SE292: High Performance Computing (Aug, 2014)
============
Assignment 4
============
Due date: By midnight of Dec 1, 2014

1) Distributed Memory Parallel Programming using MPI (70 points)

Multiply two matrices A and B to get a new matrix C using distributed-memory message passing with MPI. Use simple MPI sends and receives, and MPI calls to determine ranks and size of the processes. Use 2D block distribution to decompose both matrices A and B to calculate the values of C (e.g. See Section 3.2.2, of Intro to Parallel Computing, Grama, et al, 2nd Ed, 2003).. For matrices A and B, generate the double values of the matrices randomly in the processes.

For matrices A and B, use square matrices of size 1000 to 5000 in step sizes of 1000. Perform your experiments on 4 (2x2 process grid), 8 (2x4 process grid), 12 (3x4 process grid) and 16 (4x4 process grid)  processes, when running on both 1 and 2 compute nodes (e.g. For 4 processes, run 4 processes on 1 node and then run 2 each on 2 nodes).

Show graphs of execution times and speedups on different (1) matrix sizes, (2) process grids, and (3) single/dual nodes, when compared to sequential execution using a single process.
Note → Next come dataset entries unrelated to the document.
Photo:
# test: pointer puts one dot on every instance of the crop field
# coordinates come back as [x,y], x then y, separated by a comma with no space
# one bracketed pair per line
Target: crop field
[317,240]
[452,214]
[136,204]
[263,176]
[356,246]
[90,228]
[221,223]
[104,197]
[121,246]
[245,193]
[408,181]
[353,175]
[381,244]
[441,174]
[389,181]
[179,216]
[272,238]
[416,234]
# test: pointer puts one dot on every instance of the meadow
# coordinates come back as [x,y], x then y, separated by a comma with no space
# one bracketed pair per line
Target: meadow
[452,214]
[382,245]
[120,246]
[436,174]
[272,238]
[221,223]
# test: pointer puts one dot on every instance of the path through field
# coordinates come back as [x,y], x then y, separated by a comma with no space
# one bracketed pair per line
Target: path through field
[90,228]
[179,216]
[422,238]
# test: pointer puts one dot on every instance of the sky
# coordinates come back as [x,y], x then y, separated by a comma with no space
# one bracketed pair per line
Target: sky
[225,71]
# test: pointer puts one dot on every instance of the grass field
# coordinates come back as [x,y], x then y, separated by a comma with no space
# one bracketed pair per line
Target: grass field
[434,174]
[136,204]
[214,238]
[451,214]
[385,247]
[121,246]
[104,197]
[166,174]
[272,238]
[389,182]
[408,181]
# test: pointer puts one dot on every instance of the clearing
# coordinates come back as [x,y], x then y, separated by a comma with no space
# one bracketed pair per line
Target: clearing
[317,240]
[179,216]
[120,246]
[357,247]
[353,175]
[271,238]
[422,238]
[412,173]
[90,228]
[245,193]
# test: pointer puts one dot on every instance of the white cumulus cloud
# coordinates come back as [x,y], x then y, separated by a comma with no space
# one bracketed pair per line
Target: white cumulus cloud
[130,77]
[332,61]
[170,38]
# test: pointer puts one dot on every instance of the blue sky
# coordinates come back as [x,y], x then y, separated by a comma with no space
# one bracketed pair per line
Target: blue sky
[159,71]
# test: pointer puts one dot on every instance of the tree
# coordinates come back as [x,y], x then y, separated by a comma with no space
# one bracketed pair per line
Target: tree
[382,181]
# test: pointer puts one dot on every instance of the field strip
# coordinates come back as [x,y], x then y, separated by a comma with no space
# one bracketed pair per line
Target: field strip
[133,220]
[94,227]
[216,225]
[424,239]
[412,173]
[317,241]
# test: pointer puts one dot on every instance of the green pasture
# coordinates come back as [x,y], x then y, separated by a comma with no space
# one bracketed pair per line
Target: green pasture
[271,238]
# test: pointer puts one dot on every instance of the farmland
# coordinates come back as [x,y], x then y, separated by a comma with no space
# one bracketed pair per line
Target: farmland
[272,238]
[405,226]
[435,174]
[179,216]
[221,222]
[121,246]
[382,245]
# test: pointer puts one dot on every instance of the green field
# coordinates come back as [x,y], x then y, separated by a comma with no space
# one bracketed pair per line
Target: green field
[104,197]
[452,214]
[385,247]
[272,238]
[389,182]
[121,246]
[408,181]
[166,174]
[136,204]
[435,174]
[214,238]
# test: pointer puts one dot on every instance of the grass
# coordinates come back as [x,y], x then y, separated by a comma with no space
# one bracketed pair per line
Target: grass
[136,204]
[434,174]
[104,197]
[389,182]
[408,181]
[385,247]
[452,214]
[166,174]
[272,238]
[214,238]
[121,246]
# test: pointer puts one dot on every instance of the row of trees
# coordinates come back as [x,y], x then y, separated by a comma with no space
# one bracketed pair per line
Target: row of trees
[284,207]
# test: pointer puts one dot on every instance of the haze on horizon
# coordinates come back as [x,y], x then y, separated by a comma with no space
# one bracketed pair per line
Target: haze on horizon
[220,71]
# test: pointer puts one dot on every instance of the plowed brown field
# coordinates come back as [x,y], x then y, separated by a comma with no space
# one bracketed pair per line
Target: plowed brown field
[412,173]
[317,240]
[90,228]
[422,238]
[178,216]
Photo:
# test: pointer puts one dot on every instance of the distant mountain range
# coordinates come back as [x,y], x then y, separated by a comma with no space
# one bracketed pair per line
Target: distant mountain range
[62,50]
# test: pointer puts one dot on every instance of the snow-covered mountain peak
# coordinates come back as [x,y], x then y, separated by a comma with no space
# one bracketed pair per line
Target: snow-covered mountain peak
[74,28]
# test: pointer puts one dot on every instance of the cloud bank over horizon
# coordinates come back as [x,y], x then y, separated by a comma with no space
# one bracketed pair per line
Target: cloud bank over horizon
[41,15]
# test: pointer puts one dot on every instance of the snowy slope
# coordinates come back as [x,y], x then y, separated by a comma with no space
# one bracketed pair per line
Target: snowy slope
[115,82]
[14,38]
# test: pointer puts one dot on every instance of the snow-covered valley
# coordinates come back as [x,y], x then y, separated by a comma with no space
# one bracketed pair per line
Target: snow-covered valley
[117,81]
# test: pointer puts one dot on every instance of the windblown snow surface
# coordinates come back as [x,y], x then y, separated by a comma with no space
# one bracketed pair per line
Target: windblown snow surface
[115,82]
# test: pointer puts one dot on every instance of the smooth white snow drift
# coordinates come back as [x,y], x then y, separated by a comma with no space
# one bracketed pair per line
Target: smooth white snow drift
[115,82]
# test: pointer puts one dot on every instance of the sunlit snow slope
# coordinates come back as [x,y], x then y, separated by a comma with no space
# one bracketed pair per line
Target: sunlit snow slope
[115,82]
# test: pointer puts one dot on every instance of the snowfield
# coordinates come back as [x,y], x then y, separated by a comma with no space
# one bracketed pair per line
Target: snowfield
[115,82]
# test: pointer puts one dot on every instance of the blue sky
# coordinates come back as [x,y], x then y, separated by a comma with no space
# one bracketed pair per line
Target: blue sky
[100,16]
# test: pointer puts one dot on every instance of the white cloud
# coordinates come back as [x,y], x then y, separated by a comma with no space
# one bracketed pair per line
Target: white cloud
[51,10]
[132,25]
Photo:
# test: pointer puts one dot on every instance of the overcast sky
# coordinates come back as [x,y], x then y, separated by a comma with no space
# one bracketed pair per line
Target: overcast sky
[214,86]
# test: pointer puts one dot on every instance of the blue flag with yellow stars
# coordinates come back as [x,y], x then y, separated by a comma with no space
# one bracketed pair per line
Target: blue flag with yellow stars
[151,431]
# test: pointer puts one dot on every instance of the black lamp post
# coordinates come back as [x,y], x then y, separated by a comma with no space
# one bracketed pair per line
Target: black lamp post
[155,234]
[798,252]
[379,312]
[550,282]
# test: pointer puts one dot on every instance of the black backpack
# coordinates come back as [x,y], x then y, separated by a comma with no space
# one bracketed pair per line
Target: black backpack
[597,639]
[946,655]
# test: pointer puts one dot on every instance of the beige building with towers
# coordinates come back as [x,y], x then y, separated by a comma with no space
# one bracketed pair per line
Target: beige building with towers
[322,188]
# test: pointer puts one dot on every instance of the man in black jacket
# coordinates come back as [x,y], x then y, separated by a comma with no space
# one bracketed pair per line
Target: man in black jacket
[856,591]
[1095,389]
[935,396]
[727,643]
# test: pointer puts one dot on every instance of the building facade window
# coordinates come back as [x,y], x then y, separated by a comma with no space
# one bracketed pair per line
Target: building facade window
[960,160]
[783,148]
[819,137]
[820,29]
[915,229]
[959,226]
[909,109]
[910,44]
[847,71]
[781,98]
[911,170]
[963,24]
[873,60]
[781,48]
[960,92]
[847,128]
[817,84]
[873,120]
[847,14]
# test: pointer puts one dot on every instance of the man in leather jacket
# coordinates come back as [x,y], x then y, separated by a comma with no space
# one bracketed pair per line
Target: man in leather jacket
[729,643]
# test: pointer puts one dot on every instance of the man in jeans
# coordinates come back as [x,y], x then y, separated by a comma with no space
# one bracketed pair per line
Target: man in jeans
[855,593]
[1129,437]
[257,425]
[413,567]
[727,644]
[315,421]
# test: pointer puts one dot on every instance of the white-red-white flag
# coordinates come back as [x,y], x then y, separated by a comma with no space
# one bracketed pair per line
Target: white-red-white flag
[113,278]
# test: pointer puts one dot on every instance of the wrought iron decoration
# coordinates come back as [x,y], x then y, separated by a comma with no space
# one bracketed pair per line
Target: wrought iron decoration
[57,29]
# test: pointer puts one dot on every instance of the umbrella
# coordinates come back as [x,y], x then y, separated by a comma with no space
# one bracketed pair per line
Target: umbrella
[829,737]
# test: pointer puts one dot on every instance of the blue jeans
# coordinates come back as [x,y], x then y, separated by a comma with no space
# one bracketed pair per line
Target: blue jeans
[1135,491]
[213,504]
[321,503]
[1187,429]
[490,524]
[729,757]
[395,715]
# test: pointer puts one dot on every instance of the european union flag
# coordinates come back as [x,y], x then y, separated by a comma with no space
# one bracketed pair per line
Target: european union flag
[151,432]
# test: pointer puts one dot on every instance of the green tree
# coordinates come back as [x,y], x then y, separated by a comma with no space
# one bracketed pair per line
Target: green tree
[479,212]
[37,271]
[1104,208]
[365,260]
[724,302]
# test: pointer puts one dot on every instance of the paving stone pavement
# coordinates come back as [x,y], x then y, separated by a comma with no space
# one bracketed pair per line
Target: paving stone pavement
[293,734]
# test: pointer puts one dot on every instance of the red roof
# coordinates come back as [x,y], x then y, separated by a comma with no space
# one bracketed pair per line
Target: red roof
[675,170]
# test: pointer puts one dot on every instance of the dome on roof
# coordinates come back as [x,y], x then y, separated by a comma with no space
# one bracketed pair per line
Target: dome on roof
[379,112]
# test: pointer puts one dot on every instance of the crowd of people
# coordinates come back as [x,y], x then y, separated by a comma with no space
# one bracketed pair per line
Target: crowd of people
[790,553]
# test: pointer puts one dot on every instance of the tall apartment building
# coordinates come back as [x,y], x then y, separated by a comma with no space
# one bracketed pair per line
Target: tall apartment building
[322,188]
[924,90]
Run your experiments on the compute nodes of the dell-cluster.

Submit a single C program that takes the matrix size and block size as inputs, a script file to launch the program on one or two nodes, and a PDF report with your plots and analysis. Send these files by email to simmhan@serc.iisc.in.


2) Shared Memory Parallel Programming using OpenMP (20 points)
The sequential code to calculate the value of PI is given below. Change this to a shared memory parallel program using OpenMP. Run the program on an 8-core machine using 1, 2, 4, 6 and 8 parallel threads. Find the time taken and speedup for the different numbers of threads, as compared to the single threaded program below. Submit the code and analysis in a single PDF file.

static long num_steps = 100000;
double step;
void main ()
{ 
  int i; double x, pi, sum = 0.0;
  step = 1.0/(double) num_steps;
  for (i=0;i< num_steps; i++){
    x = (i+0.5)*step;
    sum = sum + 4.0/(1.0+x*x);
  }
  pi = step * sum;
}